Many Middle Eastern cultures are famous for their extended family connections still identifying with tribes far more so than with nationality or occupation like those of us from the West. Yet political radicalism seems to be metastasizing.  Osama bin Laden's childhood was not an isolated one, his household was teeming with children.  He was the only child of his father's fourth wife. When Osama was a toddler, his father divorced his mother on a whim and gave her to one of his employees. Osama went from a household of many children to one where he was the only child. Three step siblings followed later but he was much older.  Both families were members of the Kendah tribe which has over 100,000 members.  When he was 14 his parents noticed his interest in religious had vigorously changed.  He stopped watching his favorite show, Bonanza, he prayed five times a day including at 1AM, he stopped playing soccer and became obsessed with news from Palestine. In high school he discovered the Muslim Brotherhood.
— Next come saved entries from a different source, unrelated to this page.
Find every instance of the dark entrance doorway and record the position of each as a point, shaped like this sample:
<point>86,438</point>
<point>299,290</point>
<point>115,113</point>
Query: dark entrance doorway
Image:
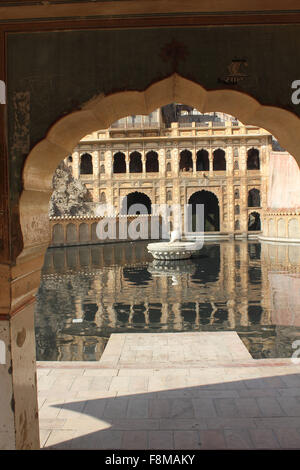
<point>136,198</point>
<point>211,210</point>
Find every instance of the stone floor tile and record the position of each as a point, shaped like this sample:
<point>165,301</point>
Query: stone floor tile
<point>159,408</point>
<point>138,408</point>
<point>269,406</point>
<point>237,439</point>
<point>161,440</point>
<point>135,440</point>
<point>44,434</point>
<point>290,405</point>
<point>204,408</point>
<point>226,407</point>
<point>60,439</point>
<point>116,408</point>
<point>186,440</point>
<point>289,438</point>
<point>264,439</point>
<point>111,439</point>
<point>212,439</point>
<point>119,384</point>
<point>247,407</point>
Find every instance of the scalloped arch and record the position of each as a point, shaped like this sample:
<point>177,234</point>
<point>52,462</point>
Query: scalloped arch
<point>102,111</point>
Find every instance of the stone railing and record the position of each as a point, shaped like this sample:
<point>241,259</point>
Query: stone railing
<point>72,231</point>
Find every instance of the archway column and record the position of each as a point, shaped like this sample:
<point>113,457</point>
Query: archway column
<point>127,161</point>
<point>194,158</point>
<point>211,161</point>
<point>19,425</point>
<point>75,165</point>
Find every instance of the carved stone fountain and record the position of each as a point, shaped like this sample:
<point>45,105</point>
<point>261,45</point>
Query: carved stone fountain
<point>174,249</point>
If not for them, perhaps his radicalness would have been just a phase.  In 1994, while he was still in his 20's, the country of his birth, Saudi Arabia, had turned their back on him and his family had disowned him.  How many people in the family of several dozen or in a tribe of 100,000 tried to change his way?  If only they would have succeeded. How depressing it must be to be one of those people he knew when he was young that gave up on him ... like I would have done.
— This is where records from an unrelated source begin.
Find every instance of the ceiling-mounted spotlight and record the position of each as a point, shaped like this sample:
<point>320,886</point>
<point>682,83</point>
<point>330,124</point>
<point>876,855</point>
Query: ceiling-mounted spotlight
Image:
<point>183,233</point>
I don't purport to have a solution to radicalism. When I read over this, I notice that I have more questions than answers.  I just know that in the information age, a lot of ideas are out there ... a lot of good ones and a lot of bad ones. Our support networks are more important than ever. This month's Harper's magazine had a bunch of quotes from the surviving members of the Jones Colony.  All of them talked about how alienated they felt from society at large before they met Jones, how lonely. Reverend Jones made them feel loved. The lonely are vulnerable.  Those scary people that shoot up crowds, they are not evil, they are not the "bad guys" as the media likes to call them.  They are us. I invoke Vonnegut again "God damn it, you got to be kind."

2 comments:

Margaret Grant said...

It is so true. I always think, there but for the grace of my parents, family, and friends go I. We seek out what we need, for good or ill and it is a very fine line. I notice, too, how unwilling we are to ask each other for help that we know is inconvenient, and how uncommon it is to find people willing to open themselves up and share their thoughts and fears. Perhaps we are all afraid. But it only makes us lonelier.

manofwow said...

All the times in my life that I was the most lonely/miserable, I was pulled out of it by joining a group of people that made me feel wanted (church group, volunteers, new friends). I guess I am glad I didn't do anything too stupid while I was vulnerable.